La Fondazione Destinazioni di Pellegrinaggio in Sardegna nasce da un’idea semplice ma potente: valorizzare l’anima spirituale dell’isola attraverso un turismo consapevole, che sappia raccontare le radici profonde di fede, storia e cultura dei nostri territori.
Tutto ha inizio nel 2012 a Galtellì, con il primo Forum Regionale “Cultura Religiosa e Turismo”. In quell’occasione, istituzioni, amministratori locali ed esperti di settore gettarono le basi di un progetto ambizioso: costruire una rete di itinerari spirituali e luoghi di pellegrinaggio, capace di unire territori diversi in un’unica visione di sviluppo sostenibile e identitario. La Regione Autonoma della Sardegna ha fatto propria questa visione, promuovendola attraverso l’Assessorato al Turismo, all’Artigianato e al Commercio.
Nel tempo, questo cammino si è concretizzato attraverso atti normativi, protocolli d’intesa e riconoscimenti ufficiali. Uno dei momenti più significativi è stato l’inserimento degli Itinerari dello Spirito nel Registro Regionale, con l’obiettivo di trasformare luoghi di fede e memoria in vere e proprie destinazioni turistiche, accessibili e strutturate. Il tutto con un approccio partecipativo e inclusivo, che ha visto la collaborazione tra comuni, diocesi, associazioni, operatori culturali e turistici.
Nel 2017, la sottoscrizione di un protocollo d’intesa tra l’Assessorato Regionale al Turismo e diversi Comuni simbolo del pellegrinaggio isolano – come Laconi, Gesturi, Galtellì, Dorgali, Orgosolo, Luogosanto – ha segnato una svolta.
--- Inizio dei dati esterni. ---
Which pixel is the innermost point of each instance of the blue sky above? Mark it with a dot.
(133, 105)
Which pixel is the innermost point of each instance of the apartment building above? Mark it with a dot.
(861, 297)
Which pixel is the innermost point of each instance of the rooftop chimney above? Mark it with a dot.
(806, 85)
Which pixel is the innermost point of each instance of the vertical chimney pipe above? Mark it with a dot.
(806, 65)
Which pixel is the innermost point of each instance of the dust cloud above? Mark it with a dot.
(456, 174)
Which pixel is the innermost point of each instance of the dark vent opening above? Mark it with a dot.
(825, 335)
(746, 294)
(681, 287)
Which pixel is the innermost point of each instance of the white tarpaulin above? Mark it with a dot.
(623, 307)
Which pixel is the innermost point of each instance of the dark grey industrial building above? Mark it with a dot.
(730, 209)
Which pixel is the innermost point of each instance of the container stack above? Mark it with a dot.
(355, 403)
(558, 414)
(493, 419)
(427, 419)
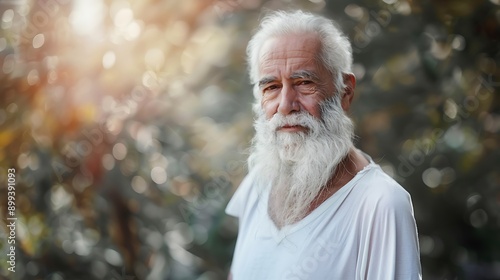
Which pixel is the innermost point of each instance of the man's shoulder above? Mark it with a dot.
(378, 190)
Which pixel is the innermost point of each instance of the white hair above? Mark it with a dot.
(336, 50)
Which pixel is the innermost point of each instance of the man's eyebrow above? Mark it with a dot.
(266, 80)
(304, 74)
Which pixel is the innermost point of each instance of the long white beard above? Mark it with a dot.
(298, 165)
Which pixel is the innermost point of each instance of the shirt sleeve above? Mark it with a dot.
(388, 243)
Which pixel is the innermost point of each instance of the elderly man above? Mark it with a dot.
(313, 206)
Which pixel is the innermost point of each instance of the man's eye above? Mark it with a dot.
(305, 82)
(270, 88)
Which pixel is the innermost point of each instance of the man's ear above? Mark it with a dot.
(350, 85)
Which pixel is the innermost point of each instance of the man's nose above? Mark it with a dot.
(288, 101)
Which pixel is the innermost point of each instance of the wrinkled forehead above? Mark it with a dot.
(289, 49)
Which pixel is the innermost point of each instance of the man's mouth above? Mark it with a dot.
(292, 128)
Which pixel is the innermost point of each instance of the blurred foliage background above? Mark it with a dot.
(128, 123)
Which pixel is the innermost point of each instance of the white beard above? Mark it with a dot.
(298, 165)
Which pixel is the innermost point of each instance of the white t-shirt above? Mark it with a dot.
(366, 230)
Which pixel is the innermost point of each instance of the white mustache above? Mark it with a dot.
(301, 119)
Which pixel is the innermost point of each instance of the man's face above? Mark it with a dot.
(292, 79)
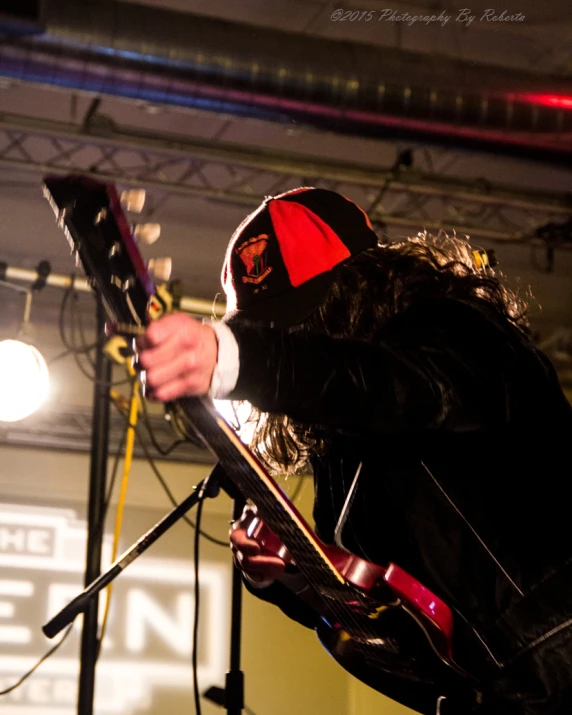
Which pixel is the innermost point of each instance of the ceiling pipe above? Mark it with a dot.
(162, 57)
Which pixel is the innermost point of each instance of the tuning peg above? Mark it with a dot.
(147, 233)
(160, 268)
(133, 200)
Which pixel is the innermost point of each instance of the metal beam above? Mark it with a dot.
(226, 172)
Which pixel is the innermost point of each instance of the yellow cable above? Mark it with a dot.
(128, 459)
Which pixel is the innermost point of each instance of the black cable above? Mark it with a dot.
(171, 497)
(65, 353)
(165, 486)
(164, 451)
(196, 693)
(52, 650)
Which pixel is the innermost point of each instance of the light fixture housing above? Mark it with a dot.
(24, 380)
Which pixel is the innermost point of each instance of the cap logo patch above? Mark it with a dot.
(252, 254)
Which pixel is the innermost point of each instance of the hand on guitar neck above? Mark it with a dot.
(179, 355)
(258, 552)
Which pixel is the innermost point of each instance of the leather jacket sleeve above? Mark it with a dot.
(443, 364)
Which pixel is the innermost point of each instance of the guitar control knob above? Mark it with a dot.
(133, 200)
(160, 268)
(147, 233)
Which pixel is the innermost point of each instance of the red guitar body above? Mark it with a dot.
(380, 623)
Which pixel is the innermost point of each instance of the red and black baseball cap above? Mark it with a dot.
(282, 259)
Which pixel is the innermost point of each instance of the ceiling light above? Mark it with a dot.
(24, 380)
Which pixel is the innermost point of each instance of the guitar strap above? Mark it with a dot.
(346, 509)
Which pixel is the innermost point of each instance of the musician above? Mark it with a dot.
(411, 366)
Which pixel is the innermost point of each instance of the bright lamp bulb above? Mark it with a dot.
(24, 380)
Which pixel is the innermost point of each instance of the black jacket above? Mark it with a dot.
(464, 435)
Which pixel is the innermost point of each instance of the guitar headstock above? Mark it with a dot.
(91, 215)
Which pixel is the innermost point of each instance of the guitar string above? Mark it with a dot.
(342, 611)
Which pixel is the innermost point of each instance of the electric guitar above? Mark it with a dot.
(378, 622)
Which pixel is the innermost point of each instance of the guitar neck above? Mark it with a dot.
(273, 505)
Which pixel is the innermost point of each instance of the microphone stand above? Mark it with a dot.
(208, 487)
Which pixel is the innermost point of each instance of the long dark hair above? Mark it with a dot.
(369, 290)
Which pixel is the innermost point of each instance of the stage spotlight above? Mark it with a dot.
(24, 380)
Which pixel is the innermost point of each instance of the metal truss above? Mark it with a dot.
(400, 197)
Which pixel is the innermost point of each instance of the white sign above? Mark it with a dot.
(149, 641)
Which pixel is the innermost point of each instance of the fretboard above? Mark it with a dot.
(273, 505)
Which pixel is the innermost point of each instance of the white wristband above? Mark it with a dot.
(225, 374)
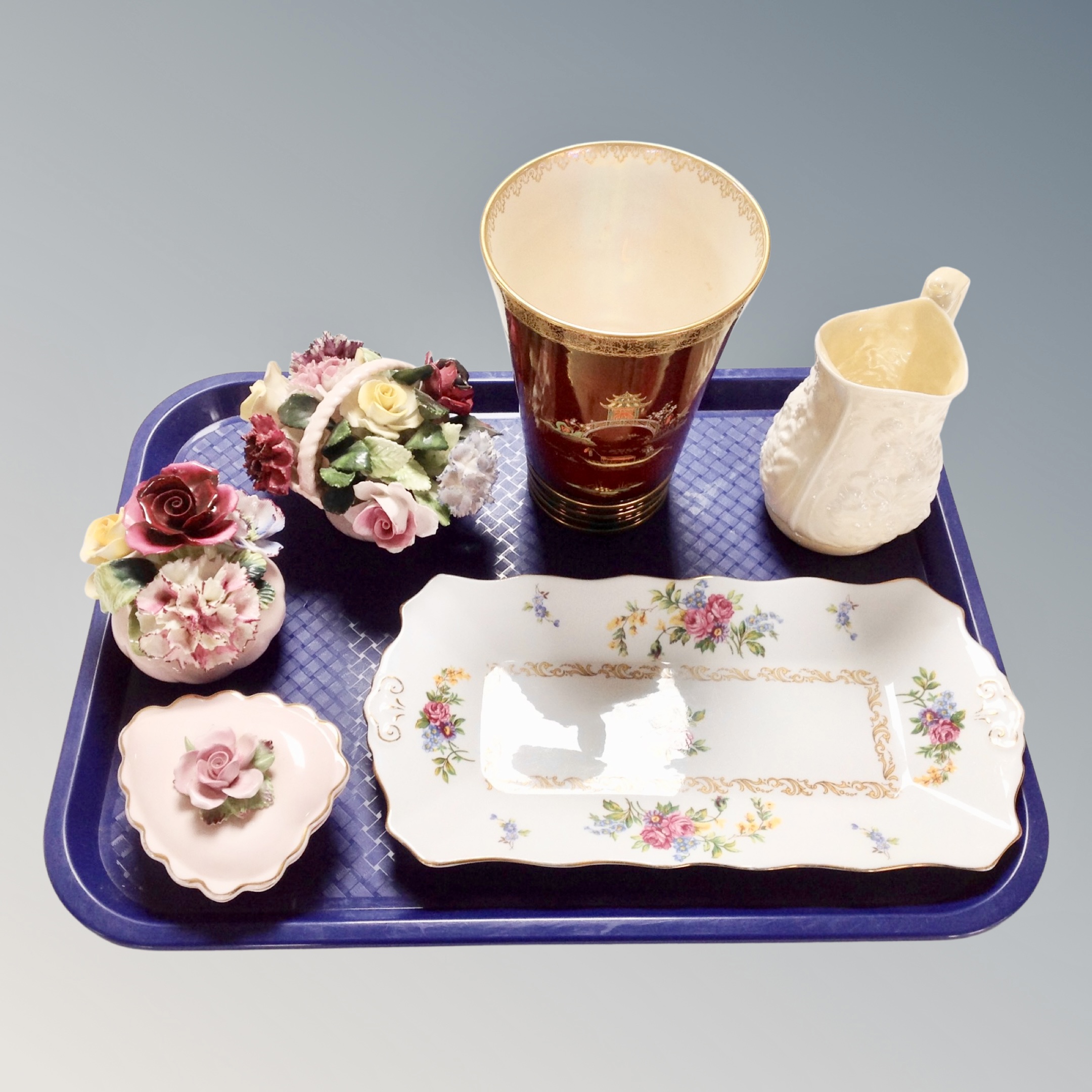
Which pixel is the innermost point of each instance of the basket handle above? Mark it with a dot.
(311, 441)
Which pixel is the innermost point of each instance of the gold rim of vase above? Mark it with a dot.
(605, 342)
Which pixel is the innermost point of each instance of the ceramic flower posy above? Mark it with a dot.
(186, 560)
(225, 776)
(391, 452)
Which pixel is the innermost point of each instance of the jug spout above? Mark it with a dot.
(947, 289)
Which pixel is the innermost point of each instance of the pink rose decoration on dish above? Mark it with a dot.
(697, 623)
(661, 830)
(390, 516)
(720, 609)
(437, 712)
(185, 505)
(223, 772)
(448, 385)
(943, 732)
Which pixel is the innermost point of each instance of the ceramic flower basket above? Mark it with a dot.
(389, 451)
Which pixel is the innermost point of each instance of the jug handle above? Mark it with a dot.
(947, 288)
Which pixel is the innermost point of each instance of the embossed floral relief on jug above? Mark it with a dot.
(853, 459)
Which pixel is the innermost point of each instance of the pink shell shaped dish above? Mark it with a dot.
(269, 625)
(246, 853)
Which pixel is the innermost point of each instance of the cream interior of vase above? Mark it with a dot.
(626, 246)
(910, 346)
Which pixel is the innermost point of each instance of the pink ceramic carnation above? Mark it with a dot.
(390, 516)
(219, 767)
(268, 456)
(661, 830)
(323, 365)
(199, 612)
(184, 505)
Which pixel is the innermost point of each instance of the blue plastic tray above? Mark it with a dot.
(355, 885)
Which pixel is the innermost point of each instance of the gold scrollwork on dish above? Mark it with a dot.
(389, 708)
(790, 787)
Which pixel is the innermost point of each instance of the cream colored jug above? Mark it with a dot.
(853, 458)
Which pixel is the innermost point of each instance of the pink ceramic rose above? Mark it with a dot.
(219, 767)
(390, 516)
(662, 830)
(943, 732)
(184, 505)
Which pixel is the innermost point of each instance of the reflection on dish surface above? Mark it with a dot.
(615, 735)
(583, 729)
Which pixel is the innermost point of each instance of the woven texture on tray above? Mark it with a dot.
(331, 643)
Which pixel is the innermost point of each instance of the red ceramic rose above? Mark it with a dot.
(268, 456)
(185, 505)
(448, 385)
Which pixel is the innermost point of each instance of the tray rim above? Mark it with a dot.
(97, 903)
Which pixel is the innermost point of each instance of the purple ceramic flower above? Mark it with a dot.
(219, 766)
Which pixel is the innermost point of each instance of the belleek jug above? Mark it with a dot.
(853, 458)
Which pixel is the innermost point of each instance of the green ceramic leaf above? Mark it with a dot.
(432, 410)
(340, 433)
(356, 458)
(296, 410)
(411, 376)
(429, 437)
(233, 807)
(473, 424)
(413, 476)
(333, 476)
(119, 582)
(263, 757)
(338, 499)
(388, 457)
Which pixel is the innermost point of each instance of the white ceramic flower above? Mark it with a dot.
(384, 407)
(267, 394)
(467, 482)
(257, 520)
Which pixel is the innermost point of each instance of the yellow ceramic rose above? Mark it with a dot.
(383, 406)
(105, 541)
(267, 394)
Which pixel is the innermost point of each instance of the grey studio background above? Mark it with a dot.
(201, 188)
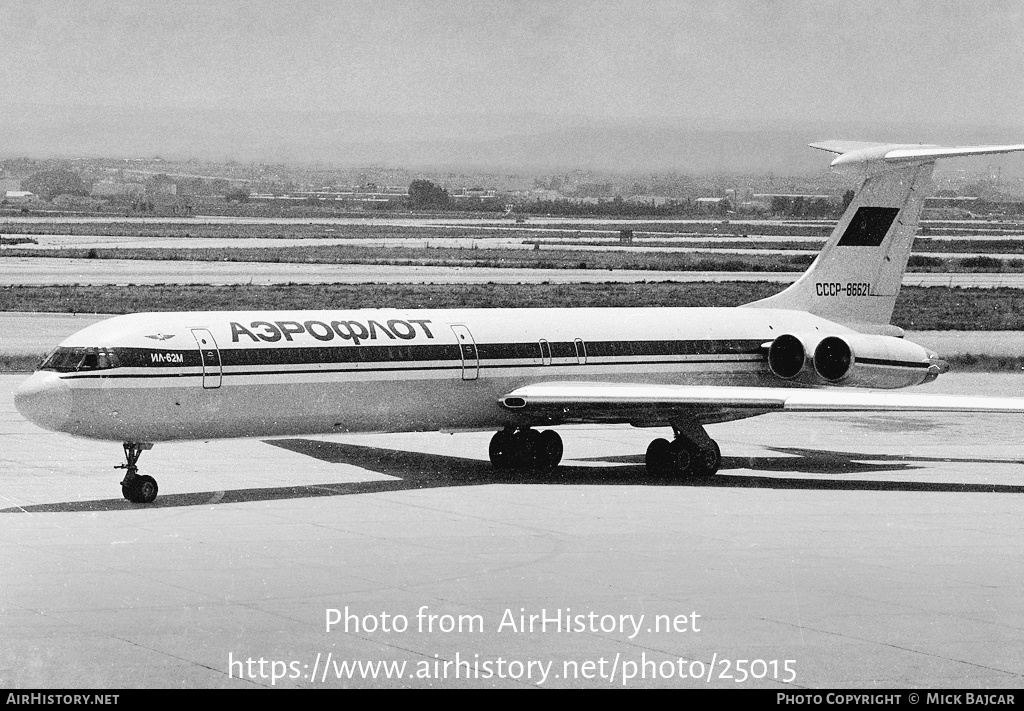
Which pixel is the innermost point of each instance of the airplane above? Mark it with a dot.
(822, 344)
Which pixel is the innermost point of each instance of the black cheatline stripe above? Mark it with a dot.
(327, 371)
(142, 358)
(892, 364)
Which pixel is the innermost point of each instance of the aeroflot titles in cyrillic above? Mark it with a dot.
(354, 331)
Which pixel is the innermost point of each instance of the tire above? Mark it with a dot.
(658, 458)
(549, 450)
(685, 458)
(146, 488)
(142, 490)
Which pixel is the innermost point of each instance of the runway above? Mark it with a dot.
(869, 551)
(51, 272)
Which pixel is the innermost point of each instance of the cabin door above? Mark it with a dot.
(210, 356)
(467, 348)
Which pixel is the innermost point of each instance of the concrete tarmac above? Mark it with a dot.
(869, 551)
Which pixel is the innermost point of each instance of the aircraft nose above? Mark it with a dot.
(44, 400)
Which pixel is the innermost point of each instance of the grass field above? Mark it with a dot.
(918, 307)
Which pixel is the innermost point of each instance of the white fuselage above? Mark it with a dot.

Da lì, è iniziato un lavoro di squadra orientato alla creazione di un soggetto unico, in grado di coordinare, promuovere e valorizzare questa rete.
Il traguardo è stato raggiunto l’8 ottobre 2021 con la firma ufficiale dell’Atto Costitutivo della Fondazione Destinazioni di Pellegrinaggio in Sardegna, avvenuta a Elmas. I Comuni fondatori – Galtellì, Gesturi, Laconi, Luogosanto, Orgosolo e Sant’Antioco – si sono uniti per dare vita a un ente di diritto pubblico senza fini di lucro, cui si sono aggiunti anche Dorgali e Borutta nel 2022.
Chi siamo e cosa facciamo
La Fondazione è nata per custodire e far conoscere l’eredità spirituale e culturale dei luoghi sacri della Sardegna. Operiamo per identificare, valorizzare e rendere fruibili i cammini, le mete di pellegrinaggio e gli itinerari dello spirito che attraversano l’isola. Ci occupiamo di:
- Rendere accessibili e percorribili i luoghi della rete, sia a piedi che in bici o a cavallo, migliorando infrastrutture, segnaletica e accoglienza;
- Promuovere la cultura del pellegrinaggio, in una logica di turismo lento e sostenibile, che favorisca anche l’economia locale attraverso artigianato ed enogastronomia;
- Favorire la collaborazione con enti pubblici, privati e religiosi, per una gestione condivisa dei luoghi e degli itinerari;
- Integrare la rete sarda nei circuiti nazionali e internazionali dei cammini religiosi, in dialogo con altre realtà mediterranee e europee;
- Organizzare eventi, progetti, attività formative e culturali per promuovere l’identità dei territori coinvolti e stimolare la rinascita delle comunità locali.
La nostra missione e la nostra visione
Crediamo in un turismo che non sia solo visita, ma esperienza. La nostra missione è quella di restituire centralità ai luoghi del sacro in Sardegna, non solo come mete di devozione, ma come spazi di incontro, memoria e crescita. Vogliamo contribuire alla valorizzazione del patrimonio materiale e immateriale legato alla spiritualità, alla storia e alla cultura dei nostri territori.
La nostra visione guarda a un futuro in cui la Sardegna diventi un punto di riferimento nel panorama internazionale dei pellegrinaggi e degli itinerari culturali-religiosi, offrendo percorsi autentici che uniscono spiritualità, natura e identità.
Dove siamo
La sede legale della Fondazione si trova a Galtellì, un centro simbolo della spiritualità sarda.
La Fondazione Destinazioni di Pellegrinaggio in Sardegna è più di un progetto: è un viaggio condiviso che unisce comunità, territori e storie, per riscoprire il valore profondo del cammino e della fede. Un patrimonio vivo, da custodire e trasmettere.